En 1923, Kafka arrive à peine à manger et à boire sans avoir de douleurs, depuis 1917 la tuberculose l’affaiblit. Il perd beaucoup de poids et ne pèse que quarante-cinq kilos pour une taille de plus d’un mètre quatre-vingts. La correction de ‘Un artiste de la faim’ le fait pleurer, comme le racontent Robert Klopstock et Dora Diamant qui le soignent. La situation de Kafka et de son protagoniste n’est sans doute pas la même, mais la ressemblance de certains points est effrayante.
L'Espace
J’ai envie de partir du vide. De faire un travail de base. Jouer à partir de rien. Salle vide. Utiliser des accessoires et des meubles pour ouvrir un espace. Peu de choses. Une table. Une chaise. Ce sont des choses qui peuvent être utilisé pour différentes situations. Une mise en place des choses et des gens. Un écran de projection pour les dessins en directe du dessinateur. Tout le monde est et reste sur scène.
Donc, chercher un rôle à travers une gestuelle précise, travailler avec le corps, avec le corps dans l'espace, chercher avec des moyens simples ce qui est à représenter, sans plonger dans une recherche théâtrale de la représentation. Etablir un autre niveau de jeu avec des marionnettes manipulées par l’acteur. Le regard est guidé par des installations de lumière simple.
Placer le lieu sous le terme de tout et de rien. Créer des espaces différents et changeants à l’aide de la main magique du dessinateur qui dessine en directe sur un projecteur (qui reproduit l’image en grand sur l’écran dans la salle) un espace qui crée une atmosphère distincte subitement. Approfondir, colorer l’atmosphère avec la musique. Jouer un bout de l’histoire avec les marionnettes. Interrompre. Poser les marionnettes.

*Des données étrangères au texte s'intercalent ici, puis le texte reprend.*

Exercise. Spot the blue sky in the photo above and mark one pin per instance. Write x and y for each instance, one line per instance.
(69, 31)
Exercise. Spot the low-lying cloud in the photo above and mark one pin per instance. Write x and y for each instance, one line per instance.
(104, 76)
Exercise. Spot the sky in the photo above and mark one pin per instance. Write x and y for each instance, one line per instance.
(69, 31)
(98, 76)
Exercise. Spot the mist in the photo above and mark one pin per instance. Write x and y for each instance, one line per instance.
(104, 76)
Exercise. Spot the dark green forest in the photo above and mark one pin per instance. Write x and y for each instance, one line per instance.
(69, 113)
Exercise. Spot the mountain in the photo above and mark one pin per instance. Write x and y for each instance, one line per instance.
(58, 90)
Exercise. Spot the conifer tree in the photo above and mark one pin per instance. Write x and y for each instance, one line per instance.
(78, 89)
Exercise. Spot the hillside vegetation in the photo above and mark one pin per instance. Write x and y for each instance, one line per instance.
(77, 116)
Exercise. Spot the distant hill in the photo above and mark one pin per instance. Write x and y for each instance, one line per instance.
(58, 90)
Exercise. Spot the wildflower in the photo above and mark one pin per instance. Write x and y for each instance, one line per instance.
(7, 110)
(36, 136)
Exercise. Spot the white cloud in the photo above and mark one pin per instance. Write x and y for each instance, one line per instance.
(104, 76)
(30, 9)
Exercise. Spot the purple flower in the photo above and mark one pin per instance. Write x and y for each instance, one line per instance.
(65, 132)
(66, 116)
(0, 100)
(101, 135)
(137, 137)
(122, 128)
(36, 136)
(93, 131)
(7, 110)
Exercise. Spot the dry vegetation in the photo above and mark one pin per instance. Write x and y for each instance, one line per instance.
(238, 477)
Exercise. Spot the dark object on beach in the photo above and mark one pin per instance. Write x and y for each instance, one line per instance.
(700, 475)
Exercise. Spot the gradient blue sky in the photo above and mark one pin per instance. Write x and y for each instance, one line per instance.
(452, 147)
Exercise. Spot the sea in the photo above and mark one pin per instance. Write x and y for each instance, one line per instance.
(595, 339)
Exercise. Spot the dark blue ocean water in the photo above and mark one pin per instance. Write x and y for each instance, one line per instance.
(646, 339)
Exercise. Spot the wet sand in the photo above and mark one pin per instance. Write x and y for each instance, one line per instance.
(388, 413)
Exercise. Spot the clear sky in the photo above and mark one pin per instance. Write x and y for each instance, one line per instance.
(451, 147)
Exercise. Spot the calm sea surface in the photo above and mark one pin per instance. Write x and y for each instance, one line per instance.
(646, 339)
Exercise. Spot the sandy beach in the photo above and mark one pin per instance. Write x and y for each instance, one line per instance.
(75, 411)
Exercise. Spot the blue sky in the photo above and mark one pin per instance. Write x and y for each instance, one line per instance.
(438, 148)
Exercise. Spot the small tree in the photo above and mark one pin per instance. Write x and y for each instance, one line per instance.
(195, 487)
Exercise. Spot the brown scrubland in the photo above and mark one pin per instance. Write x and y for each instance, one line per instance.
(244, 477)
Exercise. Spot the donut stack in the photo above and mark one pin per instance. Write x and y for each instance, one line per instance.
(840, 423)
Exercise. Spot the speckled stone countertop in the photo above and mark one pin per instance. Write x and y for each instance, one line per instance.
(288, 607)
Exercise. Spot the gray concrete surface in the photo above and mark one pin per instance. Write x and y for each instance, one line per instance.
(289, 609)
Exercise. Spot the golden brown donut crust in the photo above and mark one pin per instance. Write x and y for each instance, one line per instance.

Jeu d’association qui interromp l’action. Spectateurs d’aujourd’hui. Société dans laquelle on s’affame pour l’industrie de la beauté.
Définir de différents espaces de jeu grâce aux marionnettes, les acteurs, le musicien et le dessinateur. Changements rapides. Lumière simple. Jeu de laboratoire, le 'comme si’ devient loi.
Le Corps
Le corps est le possible du jeu. Le corps est le possible de la situation à découvrir, ayant lieu comme elle doit avoir lieu sans que le personnage le sache. Les marionnettes permettent un double jeu, un jeu de personnages et un jeu de commentaire de celui qui manipule les marionnettes par rapport aux personnages. Cela nous permet de trouver une esthétique exagérée, forte dans la retenue de moyens simples.
Le corps du texte est personnifié. Travail de lecture, de dire le texte avec tout le corps. La musique est personnifiée. On voit la personne, c’est l’aspect du chantier qui m’intéresse, celui du chaos. Également, le dessinateur fait son travail à vue. Il est sur scène, et il dessine au fur et à mesure que l’histoire se raconte. Parfois, il fait une pause et il s’assoit. Peut-être il mange. Les voies se superposent, se mêlent, se disent et deviennent imperceptibles. L’image se crée et se détruit perpétuellement sous la main du dessinateur. Les différents moyens se confrontent, se trouvent, se perdent pour raconter une histoire difficile à raconter.
L’association est toujours possible. Les marionnettes se trouvent du côté de l’histoire, les actants du côté du récit de l’histoire, et là il y a suffisamment de place pour dire l’actualité du jeûne, de réfléchir sur l’art et sur nous qui vivons de l’art.
La Voix
Pour la voix, j’aimerais partir du texte intégral de Kafka. Je ne veux pas commencer à écrire une pièce de théâtre à partir du récit. Je pense que c’est la base de garder la musicalité de Kafka.
Il est déjà suffisamment complexe de se décider pour une traduction que je ne veux pas travailler sur une dramatisation du texte de base. En comparant les différentes traductions, je pense que celle de Bernard Lortholary est la plus moderne et la plus sobre. Sans doute, c’est aussi la plus proche du théâtre. C’est aussi la traduction qui exagère le moins et qui invente le moins de choses par rapport à l’original. Cependant, il sera nécessaire de re-voir la traduction et de discuter les divergences par rapport au texte original allemand.
J’aimerais traiter le récit comme une partition musicale et un travail de la mise en scène sera de définir le rythme de cette lecture, rythme qui définira le rythme du jeu.
Ici, également, partir de rien. Donc, la pièce commencera avec le texte, probablement avec la lecture du texte. Le comédien vient d’abord pour lire le texte dans le noir. C’est ensuite que le spectateur va assister et participer à un spectacle qui naîtra sous ses yeux. Le spectateur confrontera sa propre pièce dans sa tête à celle qui va se dérouler devant ses yeux.